This week is Occupational Therapy Week in the United Kingdom and World Occupational Therapy Day was celebrated on the 27th of October with the World Federation of Occupational Therapists celebrating the essence of the profession.
Occupational therapy is synonym with improving the quality of life of individuals through engagement in activities and has its humble origin in the First and Second World War, with occupational therapists providing rehabilitation services to wounded soldiers with the aim of re-establishing them in the workforce.
During World War I, vocational services were provided to injured soldiers in the military hospitals in Canada and vocational workshops were set up by the Invalid Soldier’s Commission, whilst “young suitable ladies” provided activities to patients who were bedbound. In 1917, the United States founded the Society for the Promotion of Occupational Therapy, which is now known as The American Occupational Therapy Association, whilst Canada established short courses for the training of occupational therapists, then referred to as “ward aids” or “occupation aids”. The Canadian Association of Occupational Therapy (now known as the Canadian Association of Occupational Therapists) was established in 1926.
Dr Elizabeth Casson played a vital role in the development of the profession in the United Kingdom and set up the first school of Occupational Therapy at Dorset House in 1930. Dr Casson understood the value of occupation and engagement in activities:
“When I first qualified as a doctor …I found it very difficult to get used to the atmosphere of bored idleness in the day rooms of the hospital. Then, one Monday morning, when I arrived at the women’s wards, I found the atmosphere had completely changed and realised that preparations for Christmas decorations had begun. The ward sisters had produced coloured tissue paper and bare branches, and all the patients were working happily in groups making flowers and leaves and using all their artistic talents with real interest and pleasure. I knew from that moment that such occupation was an integral part of treatment and must be provided.”

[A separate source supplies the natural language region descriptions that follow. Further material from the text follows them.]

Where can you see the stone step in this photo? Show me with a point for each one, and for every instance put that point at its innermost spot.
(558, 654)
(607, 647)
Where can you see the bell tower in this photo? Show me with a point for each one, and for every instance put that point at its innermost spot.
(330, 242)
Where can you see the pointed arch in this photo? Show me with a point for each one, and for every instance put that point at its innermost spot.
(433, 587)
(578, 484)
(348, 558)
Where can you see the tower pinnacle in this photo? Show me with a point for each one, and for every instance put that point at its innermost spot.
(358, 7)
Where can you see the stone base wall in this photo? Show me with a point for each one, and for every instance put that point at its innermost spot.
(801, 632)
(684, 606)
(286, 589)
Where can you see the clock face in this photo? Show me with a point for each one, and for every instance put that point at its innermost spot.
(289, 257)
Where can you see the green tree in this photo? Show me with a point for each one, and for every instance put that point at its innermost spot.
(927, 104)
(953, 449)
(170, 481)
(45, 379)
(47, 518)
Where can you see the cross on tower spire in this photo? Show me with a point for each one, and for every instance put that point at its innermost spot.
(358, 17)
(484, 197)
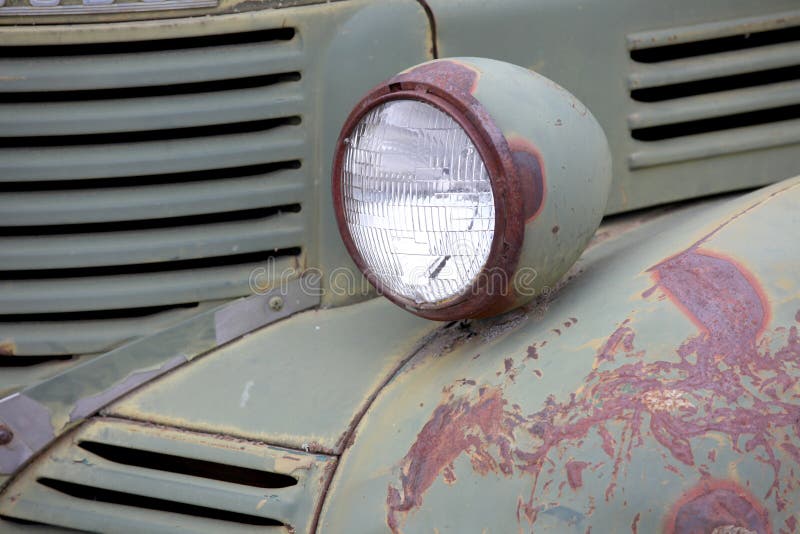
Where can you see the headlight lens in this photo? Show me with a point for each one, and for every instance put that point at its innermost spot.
(417, 200)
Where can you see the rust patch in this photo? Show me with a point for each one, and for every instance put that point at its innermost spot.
(7, 348)
(452, 76)
(530, 170)
(458, 426)
(717, 504)
(635, 524)
(731, 378)
(575, 473)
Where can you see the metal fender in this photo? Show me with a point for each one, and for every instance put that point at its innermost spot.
(657, 390)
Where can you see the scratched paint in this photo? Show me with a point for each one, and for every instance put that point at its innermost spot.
(728, 379)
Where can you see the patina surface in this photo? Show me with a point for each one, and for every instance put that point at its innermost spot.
(673, 407)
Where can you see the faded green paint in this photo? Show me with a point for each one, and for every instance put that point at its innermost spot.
(549, 127)
(40, 413)
(299, 384)
(67, 461)
(504, 420)
(337, 51)
(583, 47)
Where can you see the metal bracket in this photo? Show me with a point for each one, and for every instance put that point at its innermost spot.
(37, 415)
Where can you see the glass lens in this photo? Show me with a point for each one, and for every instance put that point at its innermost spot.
(417, 200)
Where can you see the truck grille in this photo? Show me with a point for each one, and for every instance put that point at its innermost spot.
(714, 89)
(141, 180)
(121, 476)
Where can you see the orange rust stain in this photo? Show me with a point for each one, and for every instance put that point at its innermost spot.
(529, 163)
(717, 503)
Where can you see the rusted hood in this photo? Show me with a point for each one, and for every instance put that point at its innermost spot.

– Quoted in The story of Dorset House School of Occupational Therapy 1930 – 1986, [Oxford: Dorset House School of Occupational Therapy, 1987], p.1
The Scottish Association of Occupational Therapists (SAOT) was founded in 1932, with The Association of Occupational Therapists (AOT) for England, Wales and Northern Ireland following in 1936. These two organisations merged in 1974, forming the British Association of Occupational Therapists.
During World War II, two occupational therapists travelled from Britain to set up the first Occupational Therapy department in Johannesburg, South Africa. Despite enduring wild storms at sea and losing all equipment on the way, these brave ladies established a training course in 1943, with occupational therapists providing services to injured men in the military hospitals across in the country. The South African Association of Occupational Therapists (now known as the Occupational Therapy Association of South Africa) was established in 1945 and was one of the founder members of the World Federation of Occupational Therapists in 1852, with Vona du Toit being the first Vice-President.
Occupational therapy as a profession has undergone many changes since the use of activities within a hospital setting, and has evolved to provide services within various sectors. However, to the core of occupational therapy remains the belief in the value of occupation, as emphasized by Dr Casson:
“…to form a community where every individual was encouraged to feel that she had a real object; for a patient the object was to get well and go out to a worth-while life; for a member of the staff it was to serve others with all the talents she possessed; for a student, to develop all her capacities for her life as an Occupational Therapist and to find the individual job that only she could do.”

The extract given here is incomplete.